According to the county literature on Cottage Housing Developments, they are allowed in both low-density (R1) and medium-density (R2) residential zones on parcels of at least 8,000 square feet. The property must be served by sewers, not septic.
Cottage developments have shared parking areas and shared open space, though each house is allowed 60 square feet of private yard.
Tiny homes can be used for cottage housing developments as long as they meet building codes and are placed on permanent foundations.
Changes at the county and a change of heart
In addition to its ADU/JADU and cottage housing policies, the county has made several other changes, according to Hopkins. Transitional and supportive housing is now allowed in all zoning districts that allow single-family homes. The county has also upped the percentage of mixed-use developments that can be used for housing.

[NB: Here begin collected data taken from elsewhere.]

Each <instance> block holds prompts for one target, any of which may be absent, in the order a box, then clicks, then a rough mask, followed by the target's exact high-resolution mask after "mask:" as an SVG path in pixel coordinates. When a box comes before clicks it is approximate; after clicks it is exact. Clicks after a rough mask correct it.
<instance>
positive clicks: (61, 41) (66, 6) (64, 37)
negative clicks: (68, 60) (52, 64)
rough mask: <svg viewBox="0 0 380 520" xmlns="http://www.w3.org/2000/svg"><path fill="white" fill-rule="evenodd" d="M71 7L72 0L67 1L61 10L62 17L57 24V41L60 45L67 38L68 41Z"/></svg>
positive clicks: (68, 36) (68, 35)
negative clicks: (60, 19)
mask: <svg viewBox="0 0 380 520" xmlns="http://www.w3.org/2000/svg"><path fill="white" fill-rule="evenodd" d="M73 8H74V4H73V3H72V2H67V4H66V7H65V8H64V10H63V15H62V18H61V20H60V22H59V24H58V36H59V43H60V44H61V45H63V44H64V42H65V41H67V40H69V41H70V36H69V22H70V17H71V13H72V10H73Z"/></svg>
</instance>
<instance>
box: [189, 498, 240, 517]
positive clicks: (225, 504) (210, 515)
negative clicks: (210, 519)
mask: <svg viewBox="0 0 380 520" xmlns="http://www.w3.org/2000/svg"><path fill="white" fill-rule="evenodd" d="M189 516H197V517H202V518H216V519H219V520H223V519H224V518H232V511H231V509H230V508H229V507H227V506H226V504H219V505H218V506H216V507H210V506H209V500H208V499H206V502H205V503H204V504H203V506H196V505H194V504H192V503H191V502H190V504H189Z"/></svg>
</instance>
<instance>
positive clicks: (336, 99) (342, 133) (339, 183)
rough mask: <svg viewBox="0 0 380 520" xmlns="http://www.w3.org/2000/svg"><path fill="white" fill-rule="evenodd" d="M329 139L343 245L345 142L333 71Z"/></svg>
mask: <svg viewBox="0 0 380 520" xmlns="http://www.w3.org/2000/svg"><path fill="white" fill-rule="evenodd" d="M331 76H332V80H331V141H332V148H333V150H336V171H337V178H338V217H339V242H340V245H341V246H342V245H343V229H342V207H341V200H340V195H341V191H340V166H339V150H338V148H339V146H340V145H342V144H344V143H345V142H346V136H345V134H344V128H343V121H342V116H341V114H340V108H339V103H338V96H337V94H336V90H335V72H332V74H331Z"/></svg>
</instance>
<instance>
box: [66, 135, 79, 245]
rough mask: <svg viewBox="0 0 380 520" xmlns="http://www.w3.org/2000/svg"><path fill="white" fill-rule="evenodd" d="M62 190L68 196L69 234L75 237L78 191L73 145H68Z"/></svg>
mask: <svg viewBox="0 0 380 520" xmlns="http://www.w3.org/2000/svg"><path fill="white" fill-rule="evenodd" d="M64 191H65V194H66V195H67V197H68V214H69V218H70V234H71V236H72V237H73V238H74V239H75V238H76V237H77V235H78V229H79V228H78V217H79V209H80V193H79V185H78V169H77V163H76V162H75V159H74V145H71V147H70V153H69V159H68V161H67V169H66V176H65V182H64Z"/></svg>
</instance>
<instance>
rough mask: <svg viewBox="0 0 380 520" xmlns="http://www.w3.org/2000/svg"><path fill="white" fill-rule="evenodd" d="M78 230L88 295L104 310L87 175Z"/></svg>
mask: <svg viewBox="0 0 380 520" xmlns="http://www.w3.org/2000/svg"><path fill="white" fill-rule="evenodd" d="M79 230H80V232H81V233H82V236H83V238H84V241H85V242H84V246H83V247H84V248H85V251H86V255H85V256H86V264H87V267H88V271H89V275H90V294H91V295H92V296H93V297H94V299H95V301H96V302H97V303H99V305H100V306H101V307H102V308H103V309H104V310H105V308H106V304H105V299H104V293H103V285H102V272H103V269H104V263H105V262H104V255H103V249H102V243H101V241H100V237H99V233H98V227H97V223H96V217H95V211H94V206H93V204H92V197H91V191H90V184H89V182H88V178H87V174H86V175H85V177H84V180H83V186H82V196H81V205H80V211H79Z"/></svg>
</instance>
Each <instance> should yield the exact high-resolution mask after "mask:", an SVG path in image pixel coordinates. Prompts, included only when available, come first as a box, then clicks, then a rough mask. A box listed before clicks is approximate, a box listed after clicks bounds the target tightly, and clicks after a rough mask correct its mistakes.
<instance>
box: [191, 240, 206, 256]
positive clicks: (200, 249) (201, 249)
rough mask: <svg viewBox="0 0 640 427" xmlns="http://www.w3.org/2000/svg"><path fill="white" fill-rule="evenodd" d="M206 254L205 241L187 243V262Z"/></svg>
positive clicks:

“And finally,” said Hopkins, “we are reducing permitting requirements and focusing on streamlining projects that meet our goals for affordability. So if you’re going to build affordable housing, we want to be your partner and we want to get it done as quickly as we can.”
At the end of Raise the Roof, Hopkins made a special plea to the people of Sonoma County and especially to development-leery west county-ites.
“Stand up for housing,” Hopkins said. “Don’t have a knee-jerk reaction against housing developments in your neighborhood. Be a YIMBY, not a NIMBY. It’ll make all the difference.”